Tour de France 2013: It was impossible to win Tour without taking drugs, claims Lance Armstrong … Five-time Tour winner Bernard Hinault reacted angrily to Armstrong's comments and his claims that there was a doping culture in cycling. "We've got to stop thinking that all cycle racers are thugs and druggies," he told BFM TV. "It depresses me to hear all this. I think that when people do exactly what they have to do, in other words, proper testing in all sports, we're going to be rolling around laughing for five minutes. "Stop saying it's cultural for God's sake. It's impossible. There are plenty of young riders who've had dope tests and not tested positive. It's constant suspicion." – Telegraph

Dominant Social Theme: Armstrong is a slacker and all around horrible guy who cheated. And cheaters never win.

Free-Market Analysis: Lance Armstrong is back in the news again, and we can see from the above excerpt that others are not happy with the comments he is making.

Go online and you will find comments made about Bernard Hinault, as well. Many simply do not believe – along with Lance Armstrong – that when many are doping it is possible to win without going along.

They have stripped Armstrong of his titles but they have not provided replacements, presumably because they cannot find anyone above reproach. Hundreds, even thousands of cycle racers competed with Armstrong, and this lack of suitable candidates says much about the sport.

Armstrong is likely being candid in making his statements.

Asked whether it was possible to win without taking performance-enhancing drugs when he was riding, he told Le Monde: "That depends on the races that you wanted to win. "The Tour de France? No. Impossible to win without doping because the Tour is an endurance event where oxygen is decisive.

"To take one example, EPO (erythropoetin) will not help a sprinter to win a 100m but it will be decisive for a 10,000m runner. It's obvious." Armstrong, who won the Tour a record seven times between 1999 and 2005, was last year exposed as a serial drug cheat in a devastating US Anti-Doping Agency report that plunged cycling into crisis about the extent of drug-taking in the peloton.

The Texan rider, who insisted for years that he did not take performance-enhancing drugs, was stripped of his Tour titles and banned from the sport for life.

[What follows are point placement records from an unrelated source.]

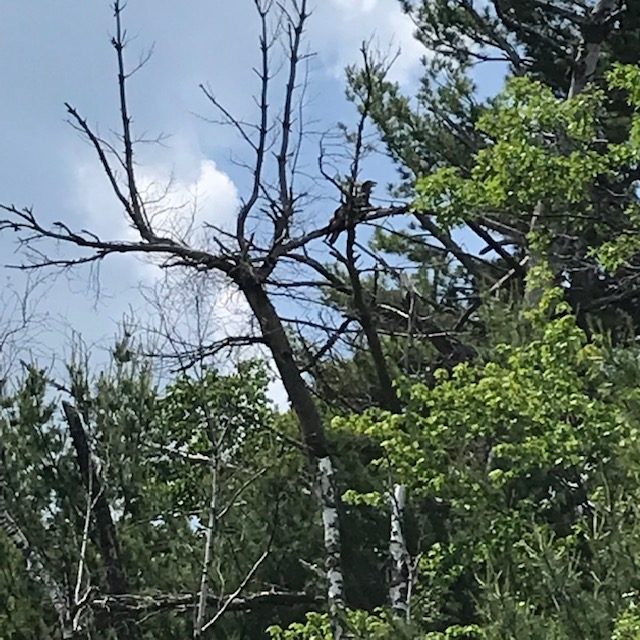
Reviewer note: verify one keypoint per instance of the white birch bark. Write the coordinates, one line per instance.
(331, 526)
(399, 582)
(208, 551)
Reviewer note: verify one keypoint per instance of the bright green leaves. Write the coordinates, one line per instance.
(531, 410)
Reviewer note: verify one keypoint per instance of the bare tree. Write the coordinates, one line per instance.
(268, 233)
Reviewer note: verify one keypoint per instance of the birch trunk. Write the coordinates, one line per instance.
(399, 582)
(312, 435)
(208, 548)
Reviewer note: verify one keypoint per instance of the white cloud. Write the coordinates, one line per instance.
(338, 28)
(177, 205)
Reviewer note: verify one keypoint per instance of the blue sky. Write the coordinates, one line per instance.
(58, 51)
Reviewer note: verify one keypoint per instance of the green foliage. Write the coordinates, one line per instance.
(522, 454)
(538, 148)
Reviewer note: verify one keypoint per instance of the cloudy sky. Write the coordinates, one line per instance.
(57, 51)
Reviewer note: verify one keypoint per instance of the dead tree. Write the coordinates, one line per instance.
(265, 236)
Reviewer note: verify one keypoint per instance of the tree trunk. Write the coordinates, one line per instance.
(399, 582)
(312, 435)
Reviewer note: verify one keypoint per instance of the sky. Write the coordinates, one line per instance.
(57, 51)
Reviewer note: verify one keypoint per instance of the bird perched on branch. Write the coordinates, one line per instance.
(355, 204)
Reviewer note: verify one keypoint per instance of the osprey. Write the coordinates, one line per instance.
(355, 205)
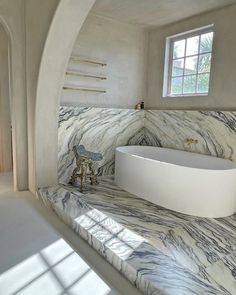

He then admitted in a television interview that he used a cocktail of banned substances, including the blood booster EPO, testosterone and blood transfusions, to win the Tour.

Armstrong told Le Monde that he was not the first athlete to dope and there would always be a doping culture. "I simply took part in this system."

Armstrong's comments and the entire doping episode surrounding him is notable because in the 21st century sports act as a metaphor for the regulatory state.

This was the reason that Armstrong was made an example of. And this is also the reason that anti-doping measures are continually insisted upon, not just in cycling but in sports generally.

Cyclists have doped since the beginning of the sport. For decades doping was widely accepted. But as regulatory democracy has encroached on every aspect of people's lives, sports' enforcement has become hyperactive.

We are to be reminded perpetually that we are watched, evaluated and in some cases degraded for the larger purpose of celebrating the current sociopolitical and economic system.

After Thoughts

It is always cast as a system that benefits the masses. But peel away the pretense and see, unfortunately, that it seemingly benefits only a few.